This repository contains scripts for collecting and analyzing data about open source activity associated with a university or institution.
All issues and pull requests have been closed. Please refer to the README for next steps.
The vision for this repository is to build out a set of Python scripts that can effectively be utilized by open source program offices to gain a better understanding of their specific institution. See details below about specific tools.
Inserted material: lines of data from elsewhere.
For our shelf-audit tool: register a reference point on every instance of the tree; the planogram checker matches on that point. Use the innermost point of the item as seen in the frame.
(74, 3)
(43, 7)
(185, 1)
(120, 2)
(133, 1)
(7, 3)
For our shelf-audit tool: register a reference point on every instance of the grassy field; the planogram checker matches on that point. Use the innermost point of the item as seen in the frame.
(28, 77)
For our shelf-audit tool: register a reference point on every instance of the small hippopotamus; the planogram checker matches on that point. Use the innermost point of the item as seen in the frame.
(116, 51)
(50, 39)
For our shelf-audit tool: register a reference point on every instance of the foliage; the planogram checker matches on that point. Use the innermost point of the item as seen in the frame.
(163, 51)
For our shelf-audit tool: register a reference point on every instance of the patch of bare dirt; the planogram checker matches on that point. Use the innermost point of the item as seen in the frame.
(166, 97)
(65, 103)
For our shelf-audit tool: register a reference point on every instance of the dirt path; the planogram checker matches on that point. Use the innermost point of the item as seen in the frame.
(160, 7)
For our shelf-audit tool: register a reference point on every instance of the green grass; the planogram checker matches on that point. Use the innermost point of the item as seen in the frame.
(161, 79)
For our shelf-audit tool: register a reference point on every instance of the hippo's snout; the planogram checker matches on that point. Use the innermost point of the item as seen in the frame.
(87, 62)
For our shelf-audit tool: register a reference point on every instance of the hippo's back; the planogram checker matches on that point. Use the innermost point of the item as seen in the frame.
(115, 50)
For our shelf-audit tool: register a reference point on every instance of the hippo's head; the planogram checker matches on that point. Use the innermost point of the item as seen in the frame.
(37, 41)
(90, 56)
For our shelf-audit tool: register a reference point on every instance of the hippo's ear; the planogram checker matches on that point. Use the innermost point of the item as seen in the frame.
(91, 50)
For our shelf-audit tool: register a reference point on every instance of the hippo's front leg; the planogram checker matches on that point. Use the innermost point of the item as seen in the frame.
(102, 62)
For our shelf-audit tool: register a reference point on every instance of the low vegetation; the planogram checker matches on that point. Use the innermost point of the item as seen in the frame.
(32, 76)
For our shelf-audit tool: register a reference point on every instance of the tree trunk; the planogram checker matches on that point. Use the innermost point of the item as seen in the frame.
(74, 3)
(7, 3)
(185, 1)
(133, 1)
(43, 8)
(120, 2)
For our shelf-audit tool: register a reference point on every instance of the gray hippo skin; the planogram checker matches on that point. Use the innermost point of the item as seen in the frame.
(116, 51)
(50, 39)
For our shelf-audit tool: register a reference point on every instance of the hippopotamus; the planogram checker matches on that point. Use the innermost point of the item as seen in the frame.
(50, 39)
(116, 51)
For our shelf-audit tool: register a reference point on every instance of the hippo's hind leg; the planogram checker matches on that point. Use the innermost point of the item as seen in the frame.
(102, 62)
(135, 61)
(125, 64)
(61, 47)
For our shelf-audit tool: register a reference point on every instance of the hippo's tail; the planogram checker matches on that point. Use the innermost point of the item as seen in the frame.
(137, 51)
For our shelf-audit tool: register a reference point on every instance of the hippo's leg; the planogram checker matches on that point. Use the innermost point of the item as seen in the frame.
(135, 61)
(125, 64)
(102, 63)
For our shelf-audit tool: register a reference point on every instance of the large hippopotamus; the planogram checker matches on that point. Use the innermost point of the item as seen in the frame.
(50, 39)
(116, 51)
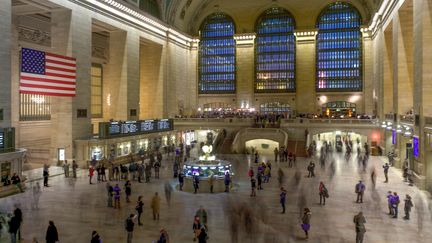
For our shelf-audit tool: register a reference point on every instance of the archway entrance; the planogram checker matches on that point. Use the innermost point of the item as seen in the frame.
(338, 109)
(263, 146)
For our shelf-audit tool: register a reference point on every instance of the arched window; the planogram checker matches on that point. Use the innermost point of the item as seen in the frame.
(275, 52)
(151, 7)
(217, 72)
(339, 49)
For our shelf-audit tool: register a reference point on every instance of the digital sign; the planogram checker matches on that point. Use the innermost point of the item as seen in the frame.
(1, 140)
(415, 147)
(125, 128)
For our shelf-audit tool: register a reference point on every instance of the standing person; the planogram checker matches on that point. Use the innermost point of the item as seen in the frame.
(253, 187)
(359, 189)
(323, 192)
(407, 207)
(66, 168)
(129, 226)
(306, 221)
(95, 237)
(128, 190)
(359, 221)
(211, 182)
(74, 168)
(117, 194)
(155, 205)
(14, 225)
(227, 181)
(196, 183)
(311, 168)
(168, 190)
(91, 173)
(45, 174)
(181, 181)
(52, 234)
(157, 166)
(386, 168)
(139, 209)
(110, 191)
(201, 214)
(389, 202)
(395, 204)
(282, 199)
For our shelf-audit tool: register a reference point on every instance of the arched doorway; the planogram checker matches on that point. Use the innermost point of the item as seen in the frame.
(339, 109)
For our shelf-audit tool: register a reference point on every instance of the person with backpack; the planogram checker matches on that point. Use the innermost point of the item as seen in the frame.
(395, 204)
(323, 192)
(129, 226)
(139, 209)
(359, 189)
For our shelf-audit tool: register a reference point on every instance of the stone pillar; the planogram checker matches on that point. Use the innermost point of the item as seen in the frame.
(71, 36)
(5, 62)
(306, 74)
(245, 56)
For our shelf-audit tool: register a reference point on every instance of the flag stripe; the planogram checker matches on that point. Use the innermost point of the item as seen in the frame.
(45, 86)
(48, 84)
(46, 93)
(62, 63)
(60, 56)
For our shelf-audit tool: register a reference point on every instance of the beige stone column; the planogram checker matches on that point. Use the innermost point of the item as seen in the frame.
(5, 62)
(71, 36)
(245, 56)
(306, 74)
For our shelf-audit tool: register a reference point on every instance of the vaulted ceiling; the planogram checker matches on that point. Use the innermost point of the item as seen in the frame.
(187, 15)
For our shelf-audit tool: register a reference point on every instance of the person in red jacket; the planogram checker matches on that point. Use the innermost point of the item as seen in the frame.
(91, 173)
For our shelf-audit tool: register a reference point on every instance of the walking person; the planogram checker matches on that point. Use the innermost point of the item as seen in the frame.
(117, 194)
(386, 168)
(129, 226)
(306, 222)
(359, 189)
(74, 168)
(253, 187)
(323, 192)
(282, 198)
(128, 190)
(139, 209)
(95, 237)
(45, 174)
(407, 207)
(359, 221)
(66, 169)
(52, 234)
(155, 205)
(395, 204)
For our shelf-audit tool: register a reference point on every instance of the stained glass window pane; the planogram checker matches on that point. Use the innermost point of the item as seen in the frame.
(275, 52)
(339, 49)
(217, 72)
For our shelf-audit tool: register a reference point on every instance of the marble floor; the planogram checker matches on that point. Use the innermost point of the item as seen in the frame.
(78, 208)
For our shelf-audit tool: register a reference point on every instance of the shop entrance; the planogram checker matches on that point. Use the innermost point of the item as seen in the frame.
(339, 109)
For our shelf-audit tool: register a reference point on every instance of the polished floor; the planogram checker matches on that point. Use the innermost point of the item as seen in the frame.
(78, 208)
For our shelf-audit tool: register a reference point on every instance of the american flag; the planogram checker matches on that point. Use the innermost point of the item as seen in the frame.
(45, 73)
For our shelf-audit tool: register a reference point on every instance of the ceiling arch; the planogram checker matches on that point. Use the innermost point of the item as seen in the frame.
(187, 15)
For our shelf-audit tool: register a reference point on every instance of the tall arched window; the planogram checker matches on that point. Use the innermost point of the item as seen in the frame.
(339, 49)
(275, 52)
(217, 73)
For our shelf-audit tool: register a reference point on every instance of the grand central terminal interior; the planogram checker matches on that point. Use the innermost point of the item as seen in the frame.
(215, 121)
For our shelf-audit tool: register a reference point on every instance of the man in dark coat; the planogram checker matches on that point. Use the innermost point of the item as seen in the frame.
(52, 235)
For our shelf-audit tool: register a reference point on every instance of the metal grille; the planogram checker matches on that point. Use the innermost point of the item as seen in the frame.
(339, 49)
(217, 64)
(35, 107)
(275, 52)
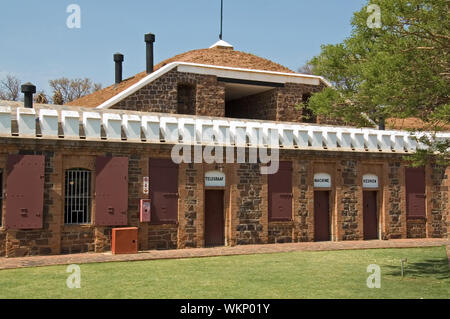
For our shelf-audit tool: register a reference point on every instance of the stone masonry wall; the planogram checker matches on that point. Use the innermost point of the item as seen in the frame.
(394, 224)
(245, 198)
(161, 95)
(280, 232)
(351, 217)
(304, 197)
(249, 229)
(439, 201)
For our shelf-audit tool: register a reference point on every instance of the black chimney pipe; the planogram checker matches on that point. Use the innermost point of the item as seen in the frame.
(28, 89)
(149, 40)
(382, 124)
(118, 58)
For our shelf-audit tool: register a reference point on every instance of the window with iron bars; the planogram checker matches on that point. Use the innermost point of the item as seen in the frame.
(77, 206)
(1, 196)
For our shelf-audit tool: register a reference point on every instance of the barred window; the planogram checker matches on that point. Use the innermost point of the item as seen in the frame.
(1, 196)
(77, 207)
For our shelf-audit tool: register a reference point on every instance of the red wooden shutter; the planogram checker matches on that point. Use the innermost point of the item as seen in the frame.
(415, 192)
(111, 189)
(280, 193)
(25, 191)
(164, 191)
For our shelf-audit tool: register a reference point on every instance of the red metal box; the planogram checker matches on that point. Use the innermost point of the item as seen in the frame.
(124, 240)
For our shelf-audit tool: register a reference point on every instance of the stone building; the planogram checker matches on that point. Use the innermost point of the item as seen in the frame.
(71, 174)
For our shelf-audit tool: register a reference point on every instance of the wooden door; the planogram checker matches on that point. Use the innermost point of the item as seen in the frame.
(322, 216)
(370, 215)
(214, 218)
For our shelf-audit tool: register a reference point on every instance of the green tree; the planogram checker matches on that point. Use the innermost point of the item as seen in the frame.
(397, 70)
(66, 90)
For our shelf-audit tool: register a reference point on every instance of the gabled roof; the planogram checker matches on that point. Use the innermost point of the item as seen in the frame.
(216, 56)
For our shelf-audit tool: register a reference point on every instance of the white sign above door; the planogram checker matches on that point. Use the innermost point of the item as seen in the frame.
(214, 179)
(370, 181)
(322, 180)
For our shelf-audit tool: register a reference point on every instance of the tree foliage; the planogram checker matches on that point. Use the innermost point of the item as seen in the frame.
(399, 70)
(66, 90)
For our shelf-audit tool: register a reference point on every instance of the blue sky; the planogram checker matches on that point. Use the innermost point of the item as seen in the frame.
(36, 44)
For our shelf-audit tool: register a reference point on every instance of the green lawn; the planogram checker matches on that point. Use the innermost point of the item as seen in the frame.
(330, 274)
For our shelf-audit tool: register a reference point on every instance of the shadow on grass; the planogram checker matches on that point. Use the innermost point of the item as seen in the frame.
(437, 268)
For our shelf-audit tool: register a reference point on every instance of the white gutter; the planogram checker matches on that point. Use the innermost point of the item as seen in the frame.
(247, 74)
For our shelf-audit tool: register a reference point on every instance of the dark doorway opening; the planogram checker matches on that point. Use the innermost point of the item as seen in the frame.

This script is designed to gather data about GitHub accounts which mention the specified institution in the "bio" statement associated with the account and save that information in a CSV (simple-github-account-url-list-[year]-[month]-[day]-[institutionname].csv). In addition to gathering summary information about each account, it has been developed with a specific focus on gathering data about the open source activity of university research communities and uses the provided "bio" information associated with each account to make a prediction about type of affiliation with the defined university. The script is also able to gather information about the individual GitHub repositories under each account and saves information about those repositories to a separate CSV file (simple-github-repo-url-list-[year]-[month]-[day]-[institutionname].csv). In order for the script to be used successfully, important parameter information must be defined in the repository's .env file. See section below for more details about preparing the .env file.
This script creates visualizations of the CSV formatted data that is collected using github-activity-metrics-tool.py. The path to the GitHub account information CSV and GitHub repo CSV needs to be defined in the repositories .env file for the script to run successfully.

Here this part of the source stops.